Let's also examine our individual friend networks. Remember quantity is not necessarily as rewarding and re-energising as quality. Over the last year of lockdown our own personal values and priorities have most probably become clearer as we have all had lots of "thinking time". Does your friend netwrok align with and support your values? If not, is it time to expand, reduce, tweak that "circle of friends"?  Let's think about our individual betterment before jumping back into our old habits and way of life. Let's focus on relationships that are mutually beneficial, that make us feel good, and help crystallise and achieve goals.

Emerging Trend Towards Blanket Blame is Dangerous: 

As we emerge from lockdown we will see how the waves to improve our society have affected us. Hopefully, these movements will be constructive and start to correct the unjust discrimination that has permeated our society. However, sometimes movements have innocent victims. The last few weeks has seen a wave of accusations being hurled at all male private school boys in London. Added pressure now for many women aged 50+ is the Misogynistic label - or worse - thrown at their innocent sons. Yes, it is obvious that improvements to behavioural processes in schools’ culture are necessary, and fast. No group should ever feel unsafe at school. I am a clear and vocal supporter of this.

However, two points need to be said loudly. One, this is not a private school only issue. It is a state school issue as well. This is a societal issue. This is another necessary correction facing society as a whole. Addressing misogynistic behaviour is a wave in the stormy sea of social improvement. But the pendulum has gone too far.  I argue that values start at home and should be reinforced at school. I will say again: This is not solely a private school issue.  This is a whole societal issue. Labelling an entire sector as the primary perpetrators is naïve and destructive. Change must happen, but not at all our sons’ detriment. 

Secondly, there needs to be a balance between instilling change and protecting the innocent.  Every boy that attends private school MUST NOT be labelled “Guilty until proven Innocent”.  Many boys are respectful, sensitive children raised with social awareness, high EQs and respect for women. 
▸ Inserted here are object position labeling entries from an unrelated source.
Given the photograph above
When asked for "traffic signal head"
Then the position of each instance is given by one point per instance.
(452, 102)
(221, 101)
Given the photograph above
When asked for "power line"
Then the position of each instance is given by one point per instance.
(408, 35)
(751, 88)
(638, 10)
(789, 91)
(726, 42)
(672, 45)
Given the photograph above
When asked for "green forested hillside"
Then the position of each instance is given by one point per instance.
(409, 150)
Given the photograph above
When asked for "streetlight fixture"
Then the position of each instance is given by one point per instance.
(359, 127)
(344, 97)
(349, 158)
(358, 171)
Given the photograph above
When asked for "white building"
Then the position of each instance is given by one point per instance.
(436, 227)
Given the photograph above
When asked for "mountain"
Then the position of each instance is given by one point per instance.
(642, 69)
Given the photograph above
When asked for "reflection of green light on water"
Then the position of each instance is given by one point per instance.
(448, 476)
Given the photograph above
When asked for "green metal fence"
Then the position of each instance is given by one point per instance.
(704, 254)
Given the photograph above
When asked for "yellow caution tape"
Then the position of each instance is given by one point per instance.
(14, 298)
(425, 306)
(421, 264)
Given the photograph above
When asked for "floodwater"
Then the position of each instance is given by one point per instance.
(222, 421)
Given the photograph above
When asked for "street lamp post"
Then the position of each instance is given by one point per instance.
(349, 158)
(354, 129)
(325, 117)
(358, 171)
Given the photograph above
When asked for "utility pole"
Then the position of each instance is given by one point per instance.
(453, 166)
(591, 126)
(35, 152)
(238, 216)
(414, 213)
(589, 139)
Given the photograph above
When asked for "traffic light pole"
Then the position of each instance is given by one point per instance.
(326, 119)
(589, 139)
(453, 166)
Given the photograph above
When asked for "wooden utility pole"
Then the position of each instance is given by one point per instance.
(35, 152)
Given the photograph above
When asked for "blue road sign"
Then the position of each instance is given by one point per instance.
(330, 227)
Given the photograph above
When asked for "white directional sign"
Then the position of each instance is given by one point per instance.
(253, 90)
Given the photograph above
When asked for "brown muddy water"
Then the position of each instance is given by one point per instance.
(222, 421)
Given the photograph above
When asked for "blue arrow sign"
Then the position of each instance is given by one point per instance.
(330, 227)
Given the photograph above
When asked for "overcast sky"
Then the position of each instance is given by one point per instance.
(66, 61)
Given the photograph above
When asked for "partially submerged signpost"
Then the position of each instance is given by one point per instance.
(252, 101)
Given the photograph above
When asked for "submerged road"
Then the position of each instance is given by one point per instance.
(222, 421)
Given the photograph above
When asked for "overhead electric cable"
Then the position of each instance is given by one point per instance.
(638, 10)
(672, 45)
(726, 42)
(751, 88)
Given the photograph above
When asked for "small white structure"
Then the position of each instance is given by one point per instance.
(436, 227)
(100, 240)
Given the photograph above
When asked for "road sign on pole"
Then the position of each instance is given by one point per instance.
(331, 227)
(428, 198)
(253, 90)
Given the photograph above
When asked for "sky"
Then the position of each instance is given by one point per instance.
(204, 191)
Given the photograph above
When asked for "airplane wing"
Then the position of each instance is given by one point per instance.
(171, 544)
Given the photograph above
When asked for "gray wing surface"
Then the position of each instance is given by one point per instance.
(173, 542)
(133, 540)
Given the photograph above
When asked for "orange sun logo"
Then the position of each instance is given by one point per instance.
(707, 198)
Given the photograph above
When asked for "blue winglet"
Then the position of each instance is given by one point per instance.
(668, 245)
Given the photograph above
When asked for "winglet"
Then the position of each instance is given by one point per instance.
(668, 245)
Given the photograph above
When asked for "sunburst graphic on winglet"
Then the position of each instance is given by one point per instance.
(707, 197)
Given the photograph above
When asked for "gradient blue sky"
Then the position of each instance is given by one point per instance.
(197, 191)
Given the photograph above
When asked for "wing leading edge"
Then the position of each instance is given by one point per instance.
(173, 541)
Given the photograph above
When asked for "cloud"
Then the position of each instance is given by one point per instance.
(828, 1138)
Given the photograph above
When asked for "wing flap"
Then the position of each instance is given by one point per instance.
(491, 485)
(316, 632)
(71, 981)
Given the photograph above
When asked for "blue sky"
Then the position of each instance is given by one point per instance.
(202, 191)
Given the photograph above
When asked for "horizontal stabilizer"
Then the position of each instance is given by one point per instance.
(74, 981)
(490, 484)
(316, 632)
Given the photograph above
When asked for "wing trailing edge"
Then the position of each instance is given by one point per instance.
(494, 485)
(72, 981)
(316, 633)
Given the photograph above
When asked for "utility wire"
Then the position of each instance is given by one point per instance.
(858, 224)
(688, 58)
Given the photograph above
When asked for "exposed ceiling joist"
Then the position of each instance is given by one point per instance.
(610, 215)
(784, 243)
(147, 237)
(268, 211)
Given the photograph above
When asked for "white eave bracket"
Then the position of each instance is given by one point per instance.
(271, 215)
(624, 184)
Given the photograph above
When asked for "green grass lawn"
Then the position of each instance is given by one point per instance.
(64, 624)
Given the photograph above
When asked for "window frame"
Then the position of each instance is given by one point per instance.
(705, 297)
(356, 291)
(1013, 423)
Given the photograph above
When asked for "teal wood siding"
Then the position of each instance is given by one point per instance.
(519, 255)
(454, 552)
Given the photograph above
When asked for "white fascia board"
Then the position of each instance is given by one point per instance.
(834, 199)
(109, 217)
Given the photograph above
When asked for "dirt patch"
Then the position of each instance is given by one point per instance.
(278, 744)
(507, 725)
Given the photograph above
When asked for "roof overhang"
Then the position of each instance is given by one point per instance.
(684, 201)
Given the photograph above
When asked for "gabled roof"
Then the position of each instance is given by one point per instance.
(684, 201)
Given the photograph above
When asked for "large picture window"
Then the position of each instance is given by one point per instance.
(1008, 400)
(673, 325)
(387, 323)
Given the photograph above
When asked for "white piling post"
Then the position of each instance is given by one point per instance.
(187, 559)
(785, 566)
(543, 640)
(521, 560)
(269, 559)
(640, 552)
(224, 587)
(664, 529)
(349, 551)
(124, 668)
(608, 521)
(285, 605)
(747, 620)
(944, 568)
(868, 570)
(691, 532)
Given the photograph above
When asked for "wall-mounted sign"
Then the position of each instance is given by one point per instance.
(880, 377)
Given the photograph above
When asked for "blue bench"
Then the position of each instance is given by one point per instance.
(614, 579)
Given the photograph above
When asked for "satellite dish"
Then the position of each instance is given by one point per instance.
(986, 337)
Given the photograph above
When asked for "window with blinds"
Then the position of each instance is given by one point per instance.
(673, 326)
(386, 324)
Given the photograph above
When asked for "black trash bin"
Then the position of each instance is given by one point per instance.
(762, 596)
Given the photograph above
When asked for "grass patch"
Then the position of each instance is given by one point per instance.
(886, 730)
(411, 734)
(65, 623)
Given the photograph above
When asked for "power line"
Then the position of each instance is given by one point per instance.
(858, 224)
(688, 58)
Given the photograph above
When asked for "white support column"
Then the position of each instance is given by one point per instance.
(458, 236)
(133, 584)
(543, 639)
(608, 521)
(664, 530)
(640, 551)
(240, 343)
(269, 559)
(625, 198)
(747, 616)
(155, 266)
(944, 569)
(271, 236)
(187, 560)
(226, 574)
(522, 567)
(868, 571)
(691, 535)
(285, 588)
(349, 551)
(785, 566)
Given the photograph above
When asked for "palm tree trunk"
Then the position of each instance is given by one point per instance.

Innocent 15 year olds stumbling to their school in the morning with unbrushed hair and books falling out of their overpacked bags whist they are focusing on seeing their friends (who are both boys and girls) that they have desperately missed over lockdown…or those reviewing for the day’s tests. These children should not have to face strangers waving their fingers and screaming “Rapist!” simply because their (not tucked in) uniforms bear the crest of an accused Misogynistic school highlighted in the newspaper that day.  I have personally witnessed this and that is too far! These innocent individuals have rights too.

These accused boys come home confused, scared, anxious. Is this the result we want? 

They return often to the (aged 50+) Mothers for help. We are needed again. But our personal improvement goals will have to wait another day. Our sons need us now.   Our daughters need us now. A conversation about behaviour and values must recommence.

Let's go out and socialise if ready. But let's make sure we have identified values which are understood at home beforehand. Values for yourself and your family members. Let's tell our circles we love them. Let's continue our mindfulness activities that make us better, stronger individuals! It is then time to socialise again.